Answer
See the detailed answer below.
Work Step by Step
$$\color{blue}{\bf [a]}$$
In general, we can assume that the attractive force between $+Q$ and $-q$ is greater than the repulsive force between $+Q$ and $+q$ since $-q$ is closer to $+Q$ than $+q$.
This means that there is a net force toward the charge $Q$.
Thus, the net force exerted on the dipole by $+Q$ in this case is toward the right.
$$\sum F_x=F_{Q\rightarrow(-q)}-F_{Q\rightarrow(+q)}$$
$$\sum F_x=\dfrac{kQq}{\left( r-\dfrac{s}{2} \right)^2}-\dfrac{kQq}{\left( r+\dfrac{s}{2} \right)^2}$$
Note that we ignored the charges' signs since we focused on the forces' directions.
$$\boxed{\sum F =kQq\left(\dfrac{1}{\left( r-\dfrac{s}{2} \right)^2}-\dfrac{1}{\left( r+\dfrac{s}{2} \right)^2}\right)\hat i}$$
$$\color{blue}{\bf [b]}$$
As we explained above, this net force is toward the charge $+Q$.
$$\color{blue}{\bf [c]}$$
Using the binomial approximation for $\left( r-\dfrac{s}{2}\right)^{-2}$ and $\left( r-\dfrac{s}{2}\right)^{-2}$ since $r\gt\gt s $.

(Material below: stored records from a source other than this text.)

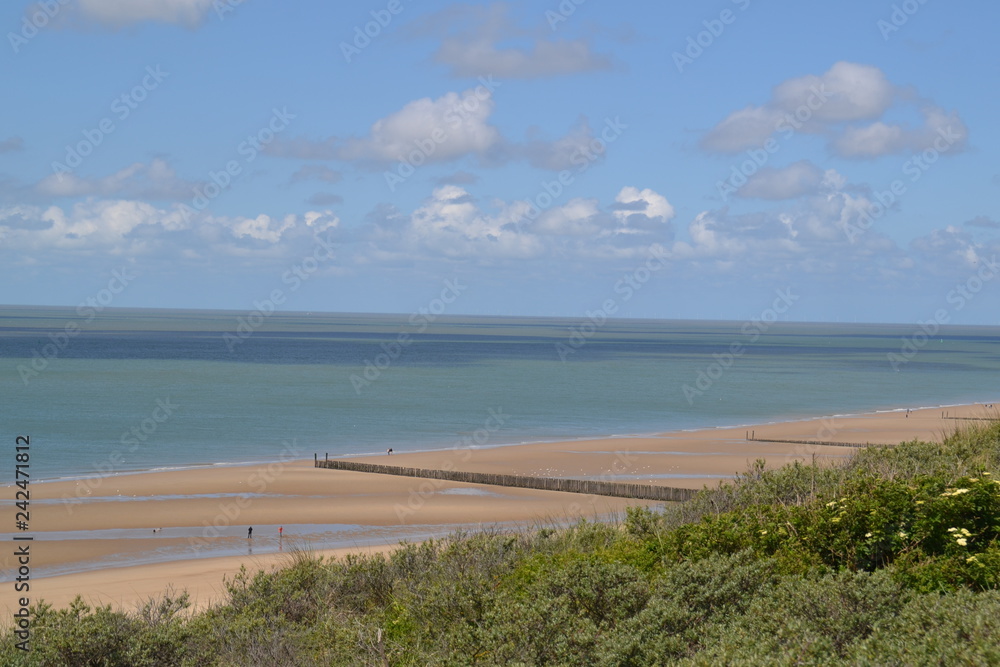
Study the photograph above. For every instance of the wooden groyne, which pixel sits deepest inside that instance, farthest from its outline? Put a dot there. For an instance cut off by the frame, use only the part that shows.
(587, 486)
(827, 443)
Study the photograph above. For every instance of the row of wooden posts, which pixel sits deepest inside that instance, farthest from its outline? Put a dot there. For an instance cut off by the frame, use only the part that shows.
(588, 486)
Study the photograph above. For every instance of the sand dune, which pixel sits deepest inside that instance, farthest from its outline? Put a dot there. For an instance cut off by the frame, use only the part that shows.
(90, 534)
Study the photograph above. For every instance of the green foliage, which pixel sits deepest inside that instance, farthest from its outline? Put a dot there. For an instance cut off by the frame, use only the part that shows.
(892, 558)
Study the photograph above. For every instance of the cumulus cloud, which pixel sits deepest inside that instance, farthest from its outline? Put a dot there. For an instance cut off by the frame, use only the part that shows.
(440, 130)
(940, 131)
(325, 199)
(983, 222)
(847, 105)
(470, 37)
(796, 180)
(635, 209)
(458, 178)
(452, 224)
(945, 250)
(137, 228)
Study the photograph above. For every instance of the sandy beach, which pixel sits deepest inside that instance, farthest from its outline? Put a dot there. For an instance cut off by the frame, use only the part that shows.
(96, 536)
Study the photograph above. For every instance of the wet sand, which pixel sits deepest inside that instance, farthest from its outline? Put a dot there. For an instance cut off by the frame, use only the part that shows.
(95, 537)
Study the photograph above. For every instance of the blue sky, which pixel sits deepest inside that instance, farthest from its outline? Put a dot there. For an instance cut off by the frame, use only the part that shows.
(681, 160)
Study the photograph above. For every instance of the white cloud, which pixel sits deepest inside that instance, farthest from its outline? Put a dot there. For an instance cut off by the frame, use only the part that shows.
(795, 180)
(939, 131)
(837, 104)
(470, 37)
(318, 172)
(119, 227)
(453, 125)
(633, 202)
(441, 130)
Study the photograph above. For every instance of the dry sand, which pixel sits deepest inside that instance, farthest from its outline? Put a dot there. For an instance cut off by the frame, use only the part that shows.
(95, 531)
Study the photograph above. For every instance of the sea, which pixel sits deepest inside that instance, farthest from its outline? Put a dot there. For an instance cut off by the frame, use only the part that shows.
(126, 390)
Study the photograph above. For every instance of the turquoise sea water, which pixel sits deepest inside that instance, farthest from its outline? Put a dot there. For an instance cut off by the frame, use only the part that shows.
(143, 389)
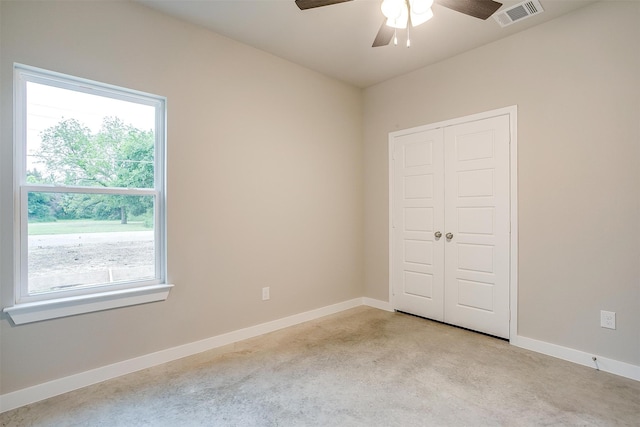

$$\left( r-\dfrac{s}{2}\right)^{-2}=r^{-2} \left( 1-\dfrac{s}{2r}\right)^{-2} \approx r^{-2}\left(1+ \dfrac{2s}{2r} \right)\\
=\boxed{r^{-2}\left(1+ \dfrac{s}{r} \right)}$$
By the same approach,
$$\left( r+\dfrac{s}{2}\right)^{-2}=r^{-2} \left( 1+\dfrac{s}{2r}\right)^{-2} \approx r^{-2}\left(1- \dfrac{2s}{2r} \right) \\
=\boxed{r^{-2}\left(1- \dfrac{s}{r} \right)}\hat i$$
Plug these two boxed results into the boxed formula above,
$$ \sum F =\dfrac{kQq}{r^2}\left( 1+\dfrac{s}{r}-\left[ 1- \dfrac{s}{r} \right]\right) \hat i$$
$$ \sum F =\dfrac{kQq}{r^2}\left( 1+\dfrac{s}{r}- 1+ \dfrac{s}{r} \right) \hat i=\dfrac{kQq}{r^2}\left( \dfrac{2s}{r} \right) \hat i$$
$$\boxed{ \sum F =\dfrac{2kQqs}{r^3}\;\hat i}$$
$$\color{blue}{\bf [d]}$$
Coulomb’s law says that the electric force depends on the inverse square of the distance when we are dealing with the force between two point charges. Here we are dealing with force between a dipole.